O Ibovespa (índice Bovespa) representa o valor de mercado das empresas mais negociadas na Bolsa de valores de São Paulo, conhecida como B3. Aliás, o nome Bovespa remete ao antigo nome da B3, que era BMF Bovespa, a antiga bolsa de valores de São Paulo.

Aspectos históricos e conceitos essenciais

Para você entender melhor, vamos voltar no tempo, mais exatamente no ano de 1968, quando o índice foi criado com um valor padrão de 100 pontos. Isso significa que na época havia a carteira de ações mais negociadas e relevantes.

Imagens da BOVESPA em meados dos anos 2000.

Se você tivesse R$ 100 investidos no mercado e distribuídos proporcionalmente à relevância de cada empresa, aquele R$ 100 teria evoluído ao longo do tempo para chegar até hoje em R$ 100 mil. Atualmente, se você quiser montar uma carteira, que represente exatamente o que acontece no mercado de ações, será necessário distribuir os R$ 100 mil proporcionalmente aos volumes negociados diariamente.

Composição do índice e revisões

Vale destacar que nem todas as empresas fazem parte do Ibovespa, a cada 3 meses a B3 divulga uma nova composição da carteira que representa os papeis mais negociados nos 12 meses, mas a B3 exclui os papeis menos relevantes. Cerca de 80% da operação diária da B3 está representado no Ibovespa.

Na prática, se você investisse hoje R$ 100 mil na carteira você teria R$ 100 mil distribuídos proporcionalmente ao volume das empresas mais negociadas nos últimos 12 meses na B3.

Por que a negociação de um índice é tão importante?

Primeiro aspecto é a segurança, pois ao investir através de um índice você irá diluir seu risco em diversas empresas, o que sem o índice (ou outros instrumentos) seria necessário um investimento muito maior para a mesma diversificação e segurança.

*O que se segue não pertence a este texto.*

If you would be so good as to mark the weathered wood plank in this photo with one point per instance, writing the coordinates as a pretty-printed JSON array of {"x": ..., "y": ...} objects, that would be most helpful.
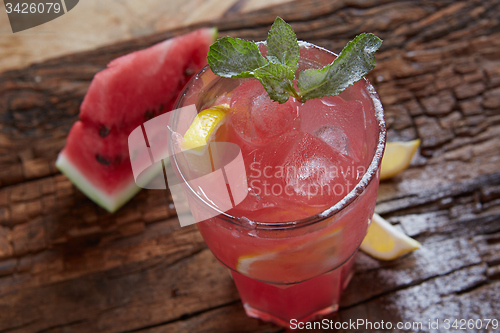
[{"x": 67, "y": 265}]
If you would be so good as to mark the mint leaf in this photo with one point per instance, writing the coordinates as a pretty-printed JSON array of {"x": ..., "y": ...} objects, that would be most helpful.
[
  {"x": 277, "y": 79},
  {"x": 354, "y": 62},
  {"x": 234, "y": 58},
  {"x": 282, "y": 45}
]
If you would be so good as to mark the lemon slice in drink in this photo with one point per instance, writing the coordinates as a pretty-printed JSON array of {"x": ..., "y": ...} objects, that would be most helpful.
[
  {"x": 383, "y": 241},
  {"x": 297, "y": 259},
  {"x": 203, "y": 127},
  {"x": 397, "y": 157}
]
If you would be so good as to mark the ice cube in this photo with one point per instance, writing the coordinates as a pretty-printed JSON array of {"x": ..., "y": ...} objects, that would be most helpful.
[
  {"x": 256, "y": 118},
  {"x": 316, "y": 175},
  {"x": 339, "y": 123}
]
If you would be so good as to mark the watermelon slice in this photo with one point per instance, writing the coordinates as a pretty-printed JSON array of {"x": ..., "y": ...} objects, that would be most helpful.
[{"x": 131, "y": 90}]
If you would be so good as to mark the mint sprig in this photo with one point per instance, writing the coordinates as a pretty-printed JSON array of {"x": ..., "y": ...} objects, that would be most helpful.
[{"x": 236, "y": 58}]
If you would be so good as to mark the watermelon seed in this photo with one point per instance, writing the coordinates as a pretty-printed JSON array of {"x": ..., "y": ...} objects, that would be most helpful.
[
  {"x": 103, "y": 131},
  {"x": 149, "y": 114},
  {"x": 102, "y": 160}
]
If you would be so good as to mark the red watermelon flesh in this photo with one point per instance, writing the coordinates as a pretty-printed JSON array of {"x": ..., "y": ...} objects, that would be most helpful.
[
  {"x": 133, "y": 89},
  {"x": 141, "y": 85}
]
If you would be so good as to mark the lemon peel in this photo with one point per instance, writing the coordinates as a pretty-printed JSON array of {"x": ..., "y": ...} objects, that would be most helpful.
[
  {"x": 397, "y": 157},
  {"x": 385, "y": 242},
  {"x": 203, "y": 127}
]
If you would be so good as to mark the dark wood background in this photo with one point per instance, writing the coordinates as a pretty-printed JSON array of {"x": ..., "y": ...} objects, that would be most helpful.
[{"x": 68, "y": 266}]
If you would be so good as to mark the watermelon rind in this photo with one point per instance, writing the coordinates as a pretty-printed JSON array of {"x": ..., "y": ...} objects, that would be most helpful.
[
  {"x": 111, "y": 198},
  {"x": 111, "y": 203}
]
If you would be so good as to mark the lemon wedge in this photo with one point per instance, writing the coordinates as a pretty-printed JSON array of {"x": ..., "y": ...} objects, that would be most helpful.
[
  {"x": 204, "y": 125},
  {"x": 383, "y": 241},
  {"x": 397, "y": 157}
]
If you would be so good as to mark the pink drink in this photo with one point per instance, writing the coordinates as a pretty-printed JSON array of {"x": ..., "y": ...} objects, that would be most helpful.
[{"x": 312, "y": 174}]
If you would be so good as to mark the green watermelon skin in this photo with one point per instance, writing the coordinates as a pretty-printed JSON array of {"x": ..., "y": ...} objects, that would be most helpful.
[{"x": 131, "y": 90}]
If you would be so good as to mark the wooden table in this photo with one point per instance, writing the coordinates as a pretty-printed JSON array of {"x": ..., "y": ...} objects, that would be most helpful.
[{"x": 68, "y": 266}]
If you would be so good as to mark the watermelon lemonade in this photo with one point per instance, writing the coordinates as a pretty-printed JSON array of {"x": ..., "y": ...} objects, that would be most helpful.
[{"x": 311, "y": 179}]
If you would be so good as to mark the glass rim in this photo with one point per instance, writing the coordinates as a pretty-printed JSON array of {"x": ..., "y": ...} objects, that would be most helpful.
[{"x": 345, "y": 202}]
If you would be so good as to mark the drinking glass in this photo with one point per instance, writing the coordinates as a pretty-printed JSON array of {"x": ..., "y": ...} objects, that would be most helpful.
[{"x": 290, "y": 269}]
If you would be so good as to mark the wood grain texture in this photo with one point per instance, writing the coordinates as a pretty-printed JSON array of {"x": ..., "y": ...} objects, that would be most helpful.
[{"x": 68, "y": 266}]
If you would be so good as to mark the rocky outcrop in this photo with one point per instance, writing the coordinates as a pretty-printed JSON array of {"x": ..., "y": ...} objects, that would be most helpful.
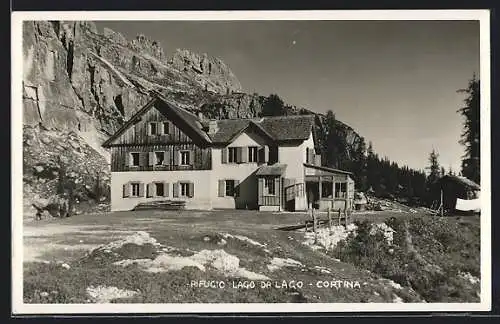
[
  {"x": 210, "y": 72},
  {"x": 75, "y": 77},
  {"x": 79, "y": 81},
  {"x": 58, "y": 165}
]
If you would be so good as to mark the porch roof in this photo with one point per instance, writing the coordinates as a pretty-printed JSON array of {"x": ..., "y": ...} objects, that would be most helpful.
[
  {"x": 322, "y": 168},
  {"x": 275, "y": 169}
]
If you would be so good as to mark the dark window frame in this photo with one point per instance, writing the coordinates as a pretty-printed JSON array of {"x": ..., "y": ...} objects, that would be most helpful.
[
  {"x": 185, "y": 154},
  {"x": 232, "y": 154},
  {"x": 153, "y": 125},
  {"x": 133, "y": 187},
  {"x": 132, "y": 159},
  {"x": 253, "y": 154},
  {"x": 183, "y": 189},
  {"x": 269, "y": 183},
  {"x": 156, "y": 158},
  {"x": 157, "y": 186},
  {"x": 231, "y": 190}
]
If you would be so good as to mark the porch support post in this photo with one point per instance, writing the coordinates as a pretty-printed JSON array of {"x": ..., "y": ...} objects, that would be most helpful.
[{"x": 320, "y": 184}]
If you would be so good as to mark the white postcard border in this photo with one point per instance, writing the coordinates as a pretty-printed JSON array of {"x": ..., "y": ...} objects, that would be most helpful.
[{"x": 18, "y": 307}]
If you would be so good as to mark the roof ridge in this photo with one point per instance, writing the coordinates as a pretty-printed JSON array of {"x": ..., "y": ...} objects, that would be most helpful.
[{"x": 288, "y": 116}]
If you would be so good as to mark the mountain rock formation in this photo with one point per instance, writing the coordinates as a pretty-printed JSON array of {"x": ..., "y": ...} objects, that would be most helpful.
[{"x": 79, "y": 81}]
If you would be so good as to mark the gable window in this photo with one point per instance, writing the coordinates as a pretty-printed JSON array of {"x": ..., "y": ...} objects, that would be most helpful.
[
  {"x": 185, "y": 158},
  {"x": 166, "y": 128},
  {"x": 159, "y": 189},
  {"x": 230, "y": 188},
  {"x": 159, "y": 158},
  {"x": 134, "y": 158},
  {"x": 326, "y": 189},
  {"x": 340, "y": 189},
  {"x": 153, "y": 129},
  {"x": 269, "y": 188},
  {"x": 232, "y": 154},
  {"x": 134, "y": 189},
  {"x": 253, "y": 154},
  {"x": 185, "y": 189}
]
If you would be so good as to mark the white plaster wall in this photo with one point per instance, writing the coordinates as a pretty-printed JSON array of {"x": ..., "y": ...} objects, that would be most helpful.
[
  {"x": 201, "y": 179},
  {"x": 295, "y": 157},
  {"x": 244, "y": 172}
]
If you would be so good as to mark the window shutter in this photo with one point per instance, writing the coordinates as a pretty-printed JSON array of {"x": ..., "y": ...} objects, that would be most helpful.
[
  {"x": 244, "y": 154},
  {"x": 166, "y": 189},
  {"x": 166, "y": 128},
  {"x": 166, "y": 158},
  {"x": 191, "y": 157},
  {"x": 175, "y": 186},
  {"x": 261, "y": 190},
  {"x": 176, "y": 157},
  {"x": 238, "y": 154},
  {"x": 149, "y": 190},
  {"x": 143, "y": 158},
  {"x": 141, "y": 189},
  {"x": 236, "y": 188},
  {"x": 224, "y": 155},
  {"x": 126, "y": 190},
  {"x": 128, "y": 160},
  {"x": 222, "y": 188},
  {"x": 191, "y": 190}
]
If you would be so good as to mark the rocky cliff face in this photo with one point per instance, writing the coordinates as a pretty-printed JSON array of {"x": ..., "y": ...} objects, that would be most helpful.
[{"x": 79, "y": 81}]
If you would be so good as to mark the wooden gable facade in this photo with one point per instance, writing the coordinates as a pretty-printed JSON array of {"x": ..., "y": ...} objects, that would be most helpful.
[{"x": 157, "y": 139}]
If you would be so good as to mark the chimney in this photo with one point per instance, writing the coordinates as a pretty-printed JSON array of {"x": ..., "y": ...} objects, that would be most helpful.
[{"x": 212, "y": 126}]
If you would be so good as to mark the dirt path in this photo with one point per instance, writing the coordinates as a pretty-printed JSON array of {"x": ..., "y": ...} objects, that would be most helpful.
[{"x": 52, "y": 241}]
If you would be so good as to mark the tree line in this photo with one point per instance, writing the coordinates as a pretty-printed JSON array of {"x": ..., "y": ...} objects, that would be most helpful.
[{"x": 378, "y": 175}]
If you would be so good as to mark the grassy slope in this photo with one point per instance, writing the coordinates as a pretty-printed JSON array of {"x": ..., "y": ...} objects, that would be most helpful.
[{"x": 186, "y": 231}]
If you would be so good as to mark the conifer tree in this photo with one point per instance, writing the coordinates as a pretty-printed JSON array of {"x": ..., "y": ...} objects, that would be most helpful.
[{"x": 470, "y": 137}]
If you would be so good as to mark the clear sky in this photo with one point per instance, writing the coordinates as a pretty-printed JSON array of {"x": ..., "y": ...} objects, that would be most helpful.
[{"x": 394, "y": 82}]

Diversificação é um instrumento de diminuição de risco (na prática não é o único, nem o melhor, mas falamos disso em outro texto).

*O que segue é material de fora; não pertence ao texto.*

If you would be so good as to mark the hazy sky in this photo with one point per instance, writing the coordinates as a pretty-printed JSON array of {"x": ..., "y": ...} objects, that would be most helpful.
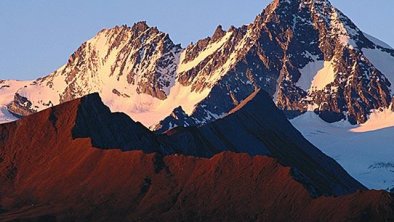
[{"x": 37, "y": 36}]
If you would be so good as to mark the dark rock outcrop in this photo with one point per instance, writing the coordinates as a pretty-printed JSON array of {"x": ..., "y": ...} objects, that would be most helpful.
[{"x": 48, "y": 174}]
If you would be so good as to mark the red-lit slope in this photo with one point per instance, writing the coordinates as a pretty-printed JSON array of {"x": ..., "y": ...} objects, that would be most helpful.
[{"x": 45, "y": 175}]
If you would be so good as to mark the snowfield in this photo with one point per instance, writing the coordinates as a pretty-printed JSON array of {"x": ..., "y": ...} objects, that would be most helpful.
[{"x": 365, "y": 151}]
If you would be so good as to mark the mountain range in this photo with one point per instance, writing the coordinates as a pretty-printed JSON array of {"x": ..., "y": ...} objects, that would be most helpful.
[
  {"x": 88, "y": 164},
  {"x": 258, "y": 106}
]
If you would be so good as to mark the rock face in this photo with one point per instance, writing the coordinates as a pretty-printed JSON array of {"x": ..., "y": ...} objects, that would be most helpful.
[
  {"x": 306, "y": 54},
  {"x": 256, "y": 127},
  {"x": 51, "y": 174}
]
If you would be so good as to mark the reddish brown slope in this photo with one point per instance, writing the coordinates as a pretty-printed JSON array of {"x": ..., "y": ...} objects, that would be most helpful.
[{"x": 46, "y": 175}]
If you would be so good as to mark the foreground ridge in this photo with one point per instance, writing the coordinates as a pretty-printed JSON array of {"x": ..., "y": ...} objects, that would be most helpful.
[{"x": 58, "y": 177}]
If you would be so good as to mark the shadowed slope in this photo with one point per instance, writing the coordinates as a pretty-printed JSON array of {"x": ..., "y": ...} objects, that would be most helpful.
[{"x": 46, "y": 174}]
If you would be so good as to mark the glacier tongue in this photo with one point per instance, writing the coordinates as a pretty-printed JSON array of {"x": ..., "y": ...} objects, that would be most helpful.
[{"x": 365, "y": 151}]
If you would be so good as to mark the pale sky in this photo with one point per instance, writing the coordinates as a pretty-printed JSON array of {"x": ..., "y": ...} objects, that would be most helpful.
[{"x": 38, "y": 36}]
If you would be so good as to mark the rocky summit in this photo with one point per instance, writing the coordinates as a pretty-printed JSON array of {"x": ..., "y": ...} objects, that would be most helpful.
[{"x": 306, "y": 54}]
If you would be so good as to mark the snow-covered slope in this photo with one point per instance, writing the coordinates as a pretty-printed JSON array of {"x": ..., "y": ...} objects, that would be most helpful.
[{"x": 365, "y": 151}]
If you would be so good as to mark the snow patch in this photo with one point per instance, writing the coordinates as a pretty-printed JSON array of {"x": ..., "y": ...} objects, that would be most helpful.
[
  {"x": 212, "y": 48},
  {"x": 357, "y": 148},
  {"x": 316, "y": 75},
  {"x": 377, "y": 41}
]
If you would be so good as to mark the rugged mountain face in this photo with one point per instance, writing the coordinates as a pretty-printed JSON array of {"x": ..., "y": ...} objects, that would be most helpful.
[
  {"x": 305, "y": 53},
  {"x": 117, "y": 63},
  {"x": 54, "y": 174}
]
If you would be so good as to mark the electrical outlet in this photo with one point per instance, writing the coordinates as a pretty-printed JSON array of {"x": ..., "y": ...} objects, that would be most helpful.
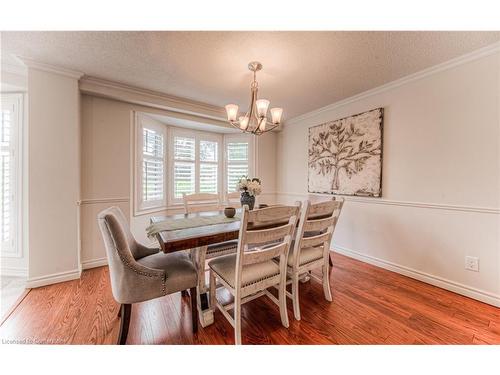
[{"x": 472, "y": 263}]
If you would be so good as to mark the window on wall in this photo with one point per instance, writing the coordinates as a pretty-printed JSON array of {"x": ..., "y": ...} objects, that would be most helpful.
[
  {"x": 184, "y": 166},
  {"x": 10, "y": 186},
  {"x": 195, "y": 163},
  {"x": 237, "y": 160},
  {"x": 172, "y": 161},
  {"x": 152, "y": 163}
]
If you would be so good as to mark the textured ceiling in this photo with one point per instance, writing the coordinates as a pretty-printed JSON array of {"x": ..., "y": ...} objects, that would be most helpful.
[{"x": 302, "y": 70}]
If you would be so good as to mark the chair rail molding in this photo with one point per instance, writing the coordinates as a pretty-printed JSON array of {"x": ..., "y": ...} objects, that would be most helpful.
[
  {"x": 474, "y": 55},
  {"x": 102, "y": 200},
  {"x": 388, "y": 202}
]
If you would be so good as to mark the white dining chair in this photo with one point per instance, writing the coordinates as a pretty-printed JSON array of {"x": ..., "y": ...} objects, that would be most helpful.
[
  {"x": 311, "y": 248},
  {"x": 233, "y": 199},
  {"x": 248, "y": 274},
  {"x": 201, "y": 202}
]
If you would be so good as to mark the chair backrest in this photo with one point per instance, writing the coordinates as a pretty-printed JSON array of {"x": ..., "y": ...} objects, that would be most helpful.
[
  {"x": 200, "y": 202},
  {"x": 270, "y": 230},
  {"x": 120, "y": 246},
  {"x": 233, "y": 199},
  {"x": 316, "y": 226}
]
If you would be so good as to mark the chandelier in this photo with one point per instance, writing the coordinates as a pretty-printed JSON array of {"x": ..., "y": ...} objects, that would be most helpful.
[{"x": 255, "y": 120}]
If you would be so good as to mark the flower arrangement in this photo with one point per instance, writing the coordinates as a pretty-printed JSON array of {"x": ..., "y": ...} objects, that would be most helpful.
[{"x": 252, "y": 186}]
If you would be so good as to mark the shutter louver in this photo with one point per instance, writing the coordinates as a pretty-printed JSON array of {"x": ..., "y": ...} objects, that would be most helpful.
[
  {"x": 153, "y": 166},
  {"x": 8, "y": 193},
  {"x": 184, "y": 170},
  {"x": 237, "y": 163}
]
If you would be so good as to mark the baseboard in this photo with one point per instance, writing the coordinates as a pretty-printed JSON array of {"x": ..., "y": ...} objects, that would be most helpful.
[
  {"x": 93, "y": 263},
  {"x": 14, "y": 271},
  {"x": 477, "y": 294},
  {"x": 54, "y": 278}
]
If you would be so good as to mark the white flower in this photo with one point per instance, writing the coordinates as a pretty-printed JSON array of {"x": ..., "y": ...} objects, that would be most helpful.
[{"x": 251, "y": 186}]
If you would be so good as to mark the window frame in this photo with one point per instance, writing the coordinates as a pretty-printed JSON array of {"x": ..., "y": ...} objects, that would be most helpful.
[
  {"x": 229, "y": 138},
  {"x": 170, "y": 202},
  {"x": 198, "y": 136},
  {"x": 142, "y": 206},
  {"x": 15, "y": 249}
]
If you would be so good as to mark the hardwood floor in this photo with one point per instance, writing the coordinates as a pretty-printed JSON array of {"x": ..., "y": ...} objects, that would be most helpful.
[{"x": 370, "y": 306}]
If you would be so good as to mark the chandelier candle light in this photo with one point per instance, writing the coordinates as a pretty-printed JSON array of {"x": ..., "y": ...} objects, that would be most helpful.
[{"x": 255, "y": 120}]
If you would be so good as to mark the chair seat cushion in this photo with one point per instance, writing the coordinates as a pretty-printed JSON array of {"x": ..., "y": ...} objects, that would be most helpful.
[
  {"x": 223, "y": 248},
  {"x": 225, "y": 267},
  {"x": 307, "y": 255},
  {"x": 180, "y": 271}
]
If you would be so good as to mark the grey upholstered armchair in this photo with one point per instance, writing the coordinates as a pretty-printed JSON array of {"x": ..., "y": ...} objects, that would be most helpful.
[{"x": 139, "y": 273}]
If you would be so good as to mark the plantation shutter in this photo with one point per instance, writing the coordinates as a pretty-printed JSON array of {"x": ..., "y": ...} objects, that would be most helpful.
[
  {"x": 208, "y": 167},
  {"x": 153, "y": 164},
  {"x": 237, "y": 163},
  {"x": 9, "y": 199},
  {"x": 184, "y": 166}
]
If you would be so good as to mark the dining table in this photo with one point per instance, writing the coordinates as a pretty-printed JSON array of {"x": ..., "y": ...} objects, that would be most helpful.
[{"x": 195, "y": 232}]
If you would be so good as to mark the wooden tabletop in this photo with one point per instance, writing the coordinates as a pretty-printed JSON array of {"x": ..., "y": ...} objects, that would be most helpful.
[{"x": 190, "y": 238}]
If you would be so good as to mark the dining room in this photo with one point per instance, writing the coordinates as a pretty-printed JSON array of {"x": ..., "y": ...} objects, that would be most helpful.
[{"x": 286, "y": 188}]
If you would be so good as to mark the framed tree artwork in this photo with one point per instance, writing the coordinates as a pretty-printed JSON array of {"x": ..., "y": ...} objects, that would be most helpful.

Outro ponto é para um acompanhamento do desempenho do mercado de ações em geral. O mercado de ações é reflexo de dois fatores: desempenho das empresas e expectativas futuras dos investidores. Ou seja, se tivermos boas perspectivas econômicas, o Ibovespa vai bem. Quando temos perspectivas ruins, o Ibovespa vai mal (e é hora de cobrar de nossos governantes).

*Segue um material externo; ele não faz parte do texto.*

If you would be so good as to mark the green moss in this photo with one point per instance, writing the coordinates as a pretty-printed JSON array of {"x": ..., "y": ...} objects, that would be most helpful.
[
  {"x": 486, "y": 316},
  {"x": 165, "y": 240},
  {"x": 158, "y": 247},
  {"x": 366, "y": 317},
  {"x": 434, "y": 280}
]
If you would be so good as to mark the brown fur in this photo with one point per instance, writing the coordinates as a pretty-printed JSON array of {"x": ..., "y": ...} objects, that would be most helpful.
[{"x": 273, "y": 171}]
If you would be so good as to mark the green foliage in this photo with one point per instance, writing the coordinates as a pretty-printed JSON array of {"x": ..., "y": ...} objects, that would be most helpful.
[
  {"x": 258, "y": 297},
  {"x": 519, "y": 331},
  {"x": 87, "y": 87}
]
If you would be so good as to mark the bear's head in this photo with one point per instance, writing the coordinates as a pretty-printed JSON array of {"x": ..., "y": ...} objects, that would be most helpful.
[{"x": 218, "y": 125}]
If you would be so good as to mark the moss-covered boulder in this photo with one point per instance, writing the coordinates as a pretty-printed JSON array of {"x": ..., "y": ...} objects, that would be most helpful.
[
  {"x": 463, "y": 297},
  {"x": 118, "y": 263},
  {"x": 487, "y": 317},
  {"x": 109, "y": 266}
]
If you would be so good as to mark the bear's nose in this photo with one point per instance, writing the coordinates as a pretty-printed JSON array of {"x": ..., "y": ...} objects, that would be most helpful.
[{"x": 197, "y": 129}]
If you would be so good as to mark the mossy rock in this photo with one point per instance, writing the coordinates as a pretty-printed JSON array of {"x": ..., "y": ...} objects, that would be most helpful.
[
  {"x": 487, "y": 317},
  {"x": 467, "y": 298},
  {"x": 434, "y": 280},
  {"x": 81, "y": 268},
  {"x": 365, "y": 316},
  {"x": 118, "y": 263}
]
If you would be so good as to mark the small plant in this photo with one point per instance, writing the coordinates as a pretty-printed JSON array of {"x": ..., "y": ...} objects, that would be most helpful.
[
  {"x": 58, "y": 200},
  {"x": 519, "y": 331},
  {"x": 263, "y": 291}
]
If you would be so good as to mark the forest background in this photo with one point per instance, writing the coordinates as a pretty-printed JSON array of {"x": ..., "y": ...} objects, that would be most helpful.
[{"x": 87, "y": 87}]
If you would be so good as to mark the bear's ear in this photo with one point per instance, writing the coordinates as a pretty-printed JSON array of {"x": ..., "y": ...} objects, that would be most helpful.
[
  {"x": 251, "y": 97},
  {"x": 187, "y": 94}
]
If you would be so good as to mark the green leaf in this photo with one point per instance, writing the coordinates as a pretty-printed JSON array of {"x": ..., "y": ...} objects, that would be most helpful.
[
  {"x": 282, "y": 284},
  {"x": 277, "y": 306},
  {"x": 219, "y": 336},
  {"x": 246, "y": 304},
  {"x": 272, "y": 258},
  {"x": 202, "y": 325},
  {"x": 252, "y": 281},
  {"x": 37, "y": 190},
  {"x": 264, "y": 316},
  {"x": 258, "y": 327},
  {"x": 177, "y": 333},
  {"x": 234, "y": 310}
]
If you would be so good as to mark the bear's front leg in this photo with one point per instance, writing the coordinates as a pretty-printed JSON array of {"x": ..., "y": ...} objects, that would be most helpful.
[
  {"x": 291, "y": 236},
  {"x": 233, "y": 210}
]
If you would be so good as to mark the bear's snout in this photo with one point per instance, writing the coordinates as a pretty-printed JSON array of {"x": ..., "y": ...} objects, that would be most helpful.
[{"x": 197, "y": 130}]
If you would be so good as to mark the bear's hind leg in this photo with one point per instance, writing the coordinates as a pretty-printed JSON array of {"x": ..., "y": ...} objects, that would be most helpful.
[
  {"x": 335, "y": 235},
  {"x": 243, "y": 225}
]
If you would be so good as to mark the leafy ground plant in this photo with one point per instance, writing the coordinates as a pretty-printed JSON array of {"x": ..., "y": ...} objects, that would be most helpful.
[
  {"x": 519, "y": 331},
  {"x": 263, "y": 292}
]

E o papel do Gestor de Ações, onde entra nisso?

Quando se compra o Ibovespa não existe essa seletividade, pois trata-se de um fundo passivo (ETF), ou seja, não há seleção de empresas. As mais negociadas estarão dentro do “pacote”, seja por sua qualidade ou por ter muitos investidores “especulando” essa ação.

Quando falamos de um fundo de ações tradicional, o Gestor passa a ter um papel ativo, ou seja, vai tentar selecionar quais ações irão ter bom desempenho e garantir boa rentabilidade nos próximos meses. Nem sempre ele acerta e hoje inclusive há diversos estudos que questionam a capacidade de qualquer gestor em selecionar ações específicas (“stock picking”). Alguns afirmam que pelo seu custo baixo, é sempre melhor comprar o Ibovespa do que comprar fundos de ações ou tentar selecionar ações por conta própria.

Posso procurar Ibovespa no Home Broker?

A resposta direta é não! Você acompanha o índice, digitando o código IBOV. Mas para ter o seu investimento acompanhando o comportamento do Ibovespa, é preciso escolher um produto que espelha esse comportamento. Alguns dos produtos no mercado são os fundos passivos (ETF’s – Exchanged Trade Found), que são fundos de índices. Os exemplos mais conhecidos no Brasil são: BOVA11 e SMAL11.

E tem também os fundos indexados, indicados para quem está começando, com investimentos mais acessíveis e distribuídos proporcionalmente às ações do mercado, sem precisar gastar com taxa de corretagem, você compra ações das empresas mais relevantes do mercado com apenas 1 cota.